Monday, October 4, 2010

Corn Harvest School - Answers to some Questions and Harvest After Dark

So previously I went through all the ends and outs of corn harvest here in Southeast Kansas (if you missed them you can check out Part 1 and Part 2) and I got some questions in the comments so I thought I would answer them for ya'll.

Gail Asked: Do you re-harvest the shocks and cobs for feed use?

Answer: Well we don't remove any of the leftover "trash" from the fields, but...

the fields that are close to our cattle pastures do get some use. We will either check the surrounding fences and shut some gates or put an electric fence up around the field and let them out.

The Cows love this, and will spend all their time out in the fields until the get all the leftover cobs and the volunteer corn that their bellies can handle.

m&em asked: What happens to the corn now?
LeAnna asked: Where does your corn usually end up? Is it a feed corn for animals, or end up in corn syrup, or what?

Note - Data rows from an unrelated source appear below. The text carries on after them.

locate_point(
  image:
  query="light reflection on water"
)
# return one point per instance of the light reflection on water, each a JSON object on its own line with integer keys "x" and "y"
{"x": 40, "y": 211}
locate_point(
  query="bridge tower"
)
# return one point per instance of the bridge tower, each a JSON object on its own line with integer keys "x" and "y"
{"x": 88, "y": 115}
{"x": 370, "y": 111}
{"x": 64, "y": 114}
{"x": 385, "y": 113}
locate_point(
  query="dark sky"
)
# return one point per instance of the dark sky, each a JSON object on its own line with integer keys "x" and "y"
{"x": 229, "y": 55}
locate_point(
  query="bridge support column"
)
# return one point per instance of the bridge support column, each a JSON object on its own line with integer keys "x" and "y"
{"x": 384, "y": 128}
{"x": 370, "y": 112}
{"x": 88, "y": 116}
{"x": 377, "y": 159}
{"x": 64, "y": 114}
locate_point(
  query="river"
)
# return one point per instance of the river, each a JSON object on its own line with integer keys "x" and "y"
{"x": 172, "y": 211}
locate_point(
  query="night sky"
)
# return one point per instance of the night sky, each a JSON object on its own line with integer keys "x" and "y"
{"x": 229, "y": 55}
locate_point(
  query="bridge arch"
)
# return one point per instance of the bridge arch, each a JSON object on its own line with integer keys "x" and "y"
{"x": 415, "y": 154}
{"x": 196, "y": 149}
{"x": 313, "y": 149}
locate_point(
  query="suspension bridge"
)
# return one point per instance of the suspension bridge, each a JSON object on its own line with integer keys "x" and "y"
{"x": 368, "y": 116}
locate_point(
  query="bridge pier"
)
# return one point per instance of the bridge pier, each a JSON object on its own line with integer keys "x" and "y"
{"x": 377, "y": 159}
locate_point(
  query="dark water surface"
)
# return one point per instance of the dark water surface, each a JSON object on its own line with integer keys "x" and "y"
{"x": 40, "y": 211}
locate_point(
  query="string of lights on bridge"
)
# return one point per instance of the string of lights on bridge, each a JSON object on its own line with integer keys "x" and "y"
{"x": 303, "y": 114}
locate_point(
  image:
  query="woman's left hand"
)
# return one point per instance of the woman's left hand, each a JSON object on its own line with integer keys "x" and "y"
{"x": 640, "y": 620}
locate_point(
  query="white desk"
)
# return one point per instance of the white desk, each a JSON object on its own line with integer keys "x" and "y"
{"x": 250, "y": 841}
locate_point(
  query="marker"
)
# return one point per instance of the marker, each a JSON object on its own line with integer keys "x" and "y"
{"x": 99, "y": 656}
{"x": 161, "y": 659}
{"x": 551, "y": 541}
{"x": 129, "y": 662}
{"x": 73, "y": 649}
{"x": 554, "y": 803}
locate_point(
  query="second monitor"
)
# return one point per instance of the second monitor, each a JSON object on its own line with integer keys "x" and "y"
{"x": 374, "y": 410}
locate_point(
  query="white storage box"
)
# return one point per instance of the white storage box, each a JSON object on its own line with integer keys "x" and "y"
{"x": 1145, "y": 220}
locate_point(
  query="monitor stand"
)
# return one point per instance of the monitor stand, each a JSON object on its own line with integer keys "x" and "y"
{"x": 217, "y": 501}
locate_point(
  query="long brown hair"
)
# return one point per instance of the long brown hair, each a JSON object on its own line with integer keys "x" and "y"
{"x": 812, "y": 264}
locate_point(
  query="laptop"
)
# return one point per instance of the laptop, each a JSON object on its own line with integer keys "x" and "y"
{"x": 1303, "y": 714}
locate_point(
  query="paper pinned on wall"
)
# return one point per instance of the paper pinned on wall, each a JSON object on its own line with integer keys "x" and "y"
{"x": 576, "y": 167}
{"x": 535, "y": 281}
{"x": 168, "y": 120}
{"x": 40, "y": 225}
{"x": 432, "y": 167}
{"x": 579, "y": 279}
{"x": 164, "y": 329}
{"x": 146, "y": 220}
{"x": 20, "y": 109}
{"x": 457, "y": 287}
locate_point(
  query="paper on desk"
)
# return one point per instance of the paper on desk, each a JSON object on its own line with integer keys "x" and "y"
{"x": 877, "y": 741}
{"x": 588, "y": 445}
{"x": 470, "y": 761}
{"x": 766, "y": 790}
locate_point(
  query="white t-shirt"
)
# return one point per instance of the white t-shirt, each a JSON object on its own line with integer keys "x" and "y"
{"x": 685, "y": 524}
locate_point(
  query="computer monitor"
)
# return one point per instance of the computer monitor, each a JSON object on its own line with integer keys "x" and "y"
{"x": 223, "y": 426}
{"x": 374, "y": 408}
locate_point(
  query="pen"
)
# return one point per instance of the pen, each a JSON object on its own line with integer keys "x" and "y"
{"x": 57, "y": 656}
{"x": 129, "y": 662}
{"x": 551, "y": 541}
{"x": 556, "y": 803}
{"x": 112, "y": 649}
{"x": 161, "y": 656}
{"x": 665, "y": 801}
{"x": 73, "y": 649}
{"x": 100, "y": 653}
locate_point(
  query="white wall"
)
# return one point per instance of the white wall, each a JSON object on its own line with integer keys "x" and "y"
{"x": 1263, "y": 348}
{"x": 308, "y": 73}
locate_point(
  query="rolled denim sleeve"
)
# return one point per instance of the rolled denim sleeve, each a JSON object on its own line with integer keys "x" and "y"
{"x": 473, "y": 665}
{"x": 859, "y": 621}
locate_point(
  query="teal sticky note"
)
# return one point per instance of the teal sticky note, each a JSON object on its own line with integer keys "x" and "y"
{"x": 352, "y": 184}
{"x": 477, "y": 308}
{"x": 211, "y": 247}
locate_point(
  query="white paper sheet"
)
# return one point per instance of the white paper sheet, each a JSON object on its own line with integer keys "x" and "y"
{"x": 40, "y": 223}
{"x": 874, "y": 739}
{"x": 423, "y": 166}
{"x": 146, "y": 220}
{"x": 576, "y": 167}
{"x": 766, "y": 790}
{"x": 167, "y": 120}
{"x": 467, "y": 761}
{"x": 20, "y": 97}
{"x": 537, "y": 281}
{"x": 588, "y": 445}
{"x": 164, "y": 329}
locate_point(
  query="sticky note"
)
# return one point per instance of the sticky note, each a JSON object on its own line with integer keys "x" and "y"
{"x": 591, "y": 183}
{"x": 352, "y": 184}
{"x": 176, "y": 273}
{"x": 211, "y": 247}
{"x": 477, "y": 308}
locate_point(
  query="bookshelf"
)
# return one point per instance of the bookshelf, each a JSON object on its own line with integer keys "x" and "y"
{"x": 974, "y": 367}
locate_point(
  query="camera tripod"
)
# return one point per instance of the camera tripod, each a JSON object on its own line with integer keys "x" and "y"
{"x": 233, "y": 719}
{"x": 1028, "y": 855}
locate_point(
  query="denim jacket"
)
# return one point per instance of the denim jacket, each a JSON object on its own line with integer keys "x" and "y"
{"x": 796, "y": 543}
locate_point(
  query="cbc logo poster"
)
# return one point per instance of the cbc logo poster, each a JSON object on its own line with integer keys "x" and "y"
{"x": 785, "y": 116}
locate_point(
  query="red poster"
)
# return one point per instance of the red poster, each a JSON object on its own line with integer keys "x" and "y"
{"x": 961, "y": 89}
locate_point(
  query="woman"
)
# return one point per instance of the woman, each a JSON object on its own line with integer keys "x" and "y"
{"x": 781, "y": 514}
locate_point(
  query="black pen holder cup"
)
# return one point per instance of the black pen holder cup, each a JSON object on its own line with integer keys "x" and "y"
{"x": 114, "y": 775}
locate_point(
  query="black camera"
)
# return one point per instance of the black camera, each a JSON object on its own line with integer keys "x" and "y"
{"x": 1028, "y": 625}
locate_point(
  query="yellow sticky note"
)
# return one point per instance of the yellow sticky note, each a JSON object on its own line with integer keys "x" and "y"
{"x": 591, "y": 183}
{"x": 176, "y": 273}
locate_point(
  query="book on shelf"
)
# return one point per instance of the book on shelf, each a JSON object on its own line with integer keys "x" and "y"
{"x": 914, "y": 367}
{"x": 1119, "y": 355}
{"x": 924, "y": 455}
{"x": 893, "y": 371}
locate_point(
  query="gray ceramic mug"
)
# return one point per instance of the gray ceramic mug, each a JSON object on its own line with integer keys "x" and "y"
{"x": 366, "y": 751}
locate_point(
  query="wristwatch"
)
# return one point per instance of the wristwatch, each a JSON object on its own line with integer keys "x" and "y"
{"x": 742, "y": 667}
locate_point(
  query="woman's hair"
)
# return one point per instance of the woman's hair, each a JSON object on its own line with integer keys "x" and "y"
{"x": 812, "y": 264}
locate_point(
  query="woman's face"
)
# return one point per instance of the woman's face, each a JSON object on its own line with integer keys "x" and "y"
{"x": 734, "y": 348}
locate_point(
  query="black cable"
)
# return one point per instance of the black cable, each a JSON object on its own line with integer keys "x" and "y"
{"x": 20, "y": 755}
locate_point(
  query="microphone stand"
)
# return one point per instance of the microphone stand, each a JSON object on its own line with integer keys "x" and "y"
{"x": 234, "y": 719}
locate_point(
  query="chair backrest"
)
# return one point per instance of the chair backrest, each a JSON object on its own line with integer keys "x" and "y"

Answer: since these two were very similar I thought I would answer them together. Our corn will usually end up in the bellies of livestock, epically cattle, chickens and turkeys and possibly hogs.

Some of the corn we keep in the bins on our farm we will grind and feed to our cattle as well.

This picture really didn't have anything to do with the questions or with the night harvest pictures, but I just thought I would show ya'll how dirty and dusty it can be sometimes when I'm on top of my truck.
So most of  corn harvest took place during daylight hours, but we did do some night harvesting.

The night all these pictures were taken was one of our later nights, because we had some bins right there next to the field and we were able to dump quickly into them.

So I love taking pictures as the sun is going down and when it's dark out, but I have one problem, I don't have a tripod...

...ok to be honest I didn't have a tripod when I was taking this picture, but since then I finally broke down and bought one...

...anyway, you need a steady surface is a must have when taking pictures at night cause you have to keep your shutter opened for a long time and any movement of the camera will give you a very blurry picture.

So what, you may ask, did I use instead of  tripod??

...the hood of my truck.

It worked really great, but since the hood slants some the pictures are on a slight angle.

But to be honest they are usually on a slight angle from me holdin' the camera, so it wasn't a big deal.

So there you go, the answers to some of your questions and some pics from one of the nights we were working late.

I hope you all enjoyed them, but I need to be getting to bed cause I have to get up early tomorrow cause we are gonna be workin' some cattle, which usually means interesting stories to go along with it.

So nighty, night!



  1. mmmk my fave pics are the very first cow pic. the look on her face is priceless! And the second to last night picture :)

  2. Tripod or not, those pics are fantastic!

  3. Those are some really happy cows! Love the pictures.

  4. Great blog! Perfect example of showing the world how farmers get it done! Congrats!
    Thanks for sharing your life!
    Barbara AKA Dairy Goddess

  5. I sometimes wish we had cows. Only sometimes though!

    Oh our combine broke down on Monday night and we are at a standstill. Not good and it's going to cost bushells to fix.

    The MIL was pulling up to unload the FIL in the combine and told him there is something flapping on the back of the combine. He told her, "that's how it's suppose to be." So she went on her way knowing something was wrong. An hour later she hollered over the radio you must stop now you are losing pieces out the back. He stopped got out and said, "Why didn't you tell me this was happening." We will now be attending the FIL's funeral. Just joking!! But my MIL was a tad angry.

  6. Happy cows! Some of the farmers around here bale the corn stalk for the cattle. Our cattle are picky. They'll eat it but it's not their favorite.

  7. Very cool! I know how much those cattle love corn scraps. Every year we buy a few bushels locally and our cows love the husks!